Troubleshooting Common Issues

  1. “Permission Denied” Errors:
    • Cause: Docker containers running as a user that doesn’t have write access to host-mounted volumes.
    • Fix:
      • Verify your PUID and PGID in docker-compose.yml match your host user’s uid and gid.
      • Ensure the host directories have correct ownership and permissions:
            sudo chown -R $USER:$USER ~/docker/media-stack/media
            sudo chown -R $USER:$USER ~/docker/media-stack/config
            sudo chmod -R 775 ~/docker/media-stack/media
            sudo chmod -R 775 ~/docker/media-stack/config
 
    - Restart the affected container: `docker compose restart <service_name>`
- **Error Example:**

        plex    | [error] Failed to write to /config/Library/Application Support/Plex Media Server/Logs/Plex Media Server.log: Permission denied

  1. Service Not Accessible via Domain / SSL Errors:

    • Cause: Incorrect DNS, port forwarding, or Traefik configuration.
    • Fix:
      • DNS: Double-check your A records point to your server’s public IP. Use dig your-service.your-domain.com to verify.
      • Port Forwarding: Confirm ports 80 and 443 are forwarded to your server’s static local IP. Use an online port checker to see if they’re open.
      • Traefik Logs: Check Traefik logs for certificate acquisition errors: docker compose logs traefik. Look for ACME (Let’s Encrypt) errors.
      • Traefik Dashboard: If traefik.your-domain.com is working, check the dashboard for router/service status.
      • Firewall: Ensure UFW isn’t blocking ports 80/443.

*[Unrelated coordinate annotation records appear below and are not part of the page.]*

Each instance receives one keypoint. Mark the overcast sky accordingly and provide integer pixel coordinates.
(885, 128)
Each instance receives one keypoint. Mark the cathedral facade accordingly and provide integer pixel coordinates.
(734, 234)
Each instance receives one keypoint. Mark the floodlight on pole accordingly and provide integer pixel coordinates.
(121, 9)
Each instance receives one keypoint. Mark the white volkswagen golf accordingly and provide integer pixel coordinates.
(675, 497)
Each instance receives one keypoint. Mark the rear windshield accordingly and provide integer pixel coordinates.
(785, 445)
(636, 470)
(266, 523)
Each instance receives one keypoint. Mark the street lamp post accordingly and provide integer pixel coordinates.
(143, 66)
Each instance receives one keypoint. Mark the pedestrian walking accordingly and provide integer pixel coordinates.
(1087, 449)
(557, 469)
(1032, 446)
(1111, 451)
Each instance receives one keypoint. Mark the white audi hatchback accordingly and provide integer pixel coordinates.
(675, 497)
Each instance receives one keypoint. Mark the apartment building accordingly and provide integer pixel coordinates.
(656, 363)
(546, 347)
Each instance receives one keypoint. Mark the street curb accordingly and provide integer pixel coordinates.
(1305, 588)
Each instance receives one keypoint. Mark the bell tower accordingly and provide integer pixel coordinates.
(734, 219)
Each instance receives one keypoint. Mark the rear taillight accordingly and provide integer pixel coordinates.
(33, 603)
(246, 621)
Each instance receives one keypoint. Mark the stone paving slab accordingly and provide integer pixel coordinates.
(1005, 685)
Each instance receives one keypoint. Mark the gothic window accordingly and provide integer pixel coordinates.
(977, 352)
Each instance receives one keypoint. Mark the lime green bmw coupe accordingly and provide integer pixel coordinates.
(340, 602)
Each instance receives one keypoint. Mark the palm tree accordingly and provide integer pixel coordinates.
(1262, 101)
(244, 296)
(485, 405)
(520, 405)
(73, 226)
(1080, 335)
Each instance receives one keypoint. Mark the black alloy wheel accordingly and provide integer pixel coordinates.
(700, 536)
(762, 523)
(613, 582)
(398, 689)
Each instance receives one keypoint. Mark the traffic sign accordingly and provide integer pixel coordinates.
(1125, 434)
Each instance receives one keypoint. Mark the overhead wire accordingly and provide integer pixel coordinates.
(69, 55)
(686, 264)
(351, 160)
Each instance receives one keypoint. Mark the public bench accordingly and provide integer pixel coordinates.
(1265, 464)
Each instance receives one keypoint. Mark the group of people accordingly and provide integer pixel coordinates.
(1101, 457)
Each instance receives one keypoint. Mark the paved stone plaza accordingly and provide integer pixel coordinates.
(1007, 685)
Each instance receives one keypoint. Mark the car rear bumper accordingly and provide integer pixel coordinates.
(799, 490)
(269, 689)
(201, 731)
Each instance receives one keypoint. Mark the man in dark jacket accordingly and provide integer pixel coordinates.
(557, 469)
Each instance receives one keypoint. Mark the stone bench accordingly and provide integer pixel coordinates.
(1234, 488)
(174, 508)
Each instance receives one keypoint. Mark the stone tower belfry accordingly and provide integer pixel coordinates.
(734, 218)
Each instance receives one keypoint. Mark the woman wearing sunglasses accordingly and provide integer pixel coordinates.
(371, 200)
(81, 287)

  2. ‘Arr’ App Can’t Connect to Download Client (qBittorrent):

    • Cause: Incorrect host/port, wrong credentials, or network issues between containers.
    • Fix:
      • Host: Ensure the ‘Arr’ apps are configured to connect to qbittorrent (the Docker service name), not localhost or your server’s IP.
      • Port: Confirm the port is 8080 (the internal WEBUI_PORT for qBittorrent).
      • Credentials: Double-check the username and password in both the ‘Arr’ app and qBittorrent settings.
      • Network: All services should be on the proxy network for them to communicate by service name.

  3. Media Not Moving/Renaming After Download:

    • Cause: Permissions on media folders, incorrect path mappings in ‘Arr’ apps, or ‘Arr’ app not detecting completed downloads.
    • Fix:
      • Permissions: Re-verify PUID/PGID and host folder permissions for ~/docker/media-stack/media.
      • Paths: In Radarr/Sonarr/Lidarr, ensure:
        • “Root Folders” point to /movies, /tvshows, or /music.
        • “Download Client” settings for qBittorrent have “Remote Path Mappings” configured correctly if your download client is on a different host (not needed if all in one docker-compose.yml).
        • The “Category” in the ‘Arr’ app matches the category in qBittorrent.
      • Logs: Check the logs of the specific ‘Arr’ app for clues: docker compose logs radarr.

Advanced Tips

  • Resource Limits: For stability on lower-powered hardware, consider adding resource limits to your docker-compose.yml services, especially for Plex if transcoding is heavy.
    # ... inside a service definition (e.g., plex)
    deploy:
      resources:
        limits:
          cpus: '2.0' # Limit to 2 CPU cores
          memory: 4G # Limit to 4GB RAM
  • Healthchecks: Add healthchecks to your docker-compose.yml to ensure Docker knows if your containers are truly healthy, not just running.
    # ... inside a service definition
    healthcheck:
      test: ["CMD-SHELL", "curl -f http://localhost:32400/web || exit 1"] # Example for Plex
      interval: 30s
      timeout: 10s
      retries: 3
      start_period: 30s
  • External Configuration for Traefik: While we used a simple dynamic.yml for basic auth, Traefik can load complex configurations from external files, which is useful for more advanced routing, middlewares, or security policies.
  • Monitoring: Consider adding monitoring tools like Prometheus and Grafana to track your server’s resource usage, Docker container status, and application metrics.

This guide provides a solid foundation for your self-hosted media server. The journey of self-hosting is an ongoing learning experience. Embrace the challenges, leverage the vast community resources, and enjoy the freedom and control of your own digital domain!